I’m far from an orator. I’m a bumbling mess of splotchy hives when thrust into a spotlight. But writing’s my gig, and I feel a comfort in taking time to sort my thoughts into a paragraph. And so I leave the tribute I wish I could have said below.
There’s a saying.
It’s hard to forget someone who gave you so much to remember.
A few days after my grandma’s death, I was crying to Tony about how unreal it felt. Just a few weeks earlier she was liking my Facebook posts. She had just commented on my blog.
I confided in him that my heart hurt every time I tried to picture myself telling future grandchildren about her. Will she feel so real 40 years from now?
He said something that struck me. “That’s why people leave their legacy, Katie. So that they are known long after they are gone.”
I thought about his words for awhile. And later at her gravesite, when family members relayed memories about her life and the fondness for her character, it struck me how true his reminder was. She left an enormous impression on me and those she loved. Her story could never fade.
One day my children and grandchildren will hear all about this amazing woman who my brother and I spent weeks with during the summer. I’ll tell them how she was so proud of her grandchildren and saved every single news article and thank you note we sent.
They’ll know about her famous cookies, our trips with her and Grandpa Lep, the homemade ice cream, and the childhood art sessions.

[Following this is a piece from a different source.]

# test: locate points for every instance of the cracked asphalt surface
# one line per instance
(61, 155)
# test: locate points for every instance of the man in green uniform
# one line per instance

I’ll use her as an example when I encourage them to blaze a path, citing what an incredibly talented artist she was and how she earned a Masters in Art Education during a time when women often had fewer roles available outside the home.
They will know her kindness. Because that sticks with me the most.
A few days after I returned from Columbus, I decided Fox needed to try Grandma’s cookie recipe. I was going to let him dump the flour, like she would have done. I’d also let him steal a few chocolate chips and lick the batter. Again, like Grandma.
As I was reaching above the refrigerator to get a paper plate, I grabbed a pack that hadn’t been opened yet. And as I brought them down, I noticed the pack, decorated with construction vehicles, was sent by Grandma Chris to Fox, with a note attached. She said she was thinking of him when she bought them and sending her love.
And represented by that little pack of paper plates was her legacy of love.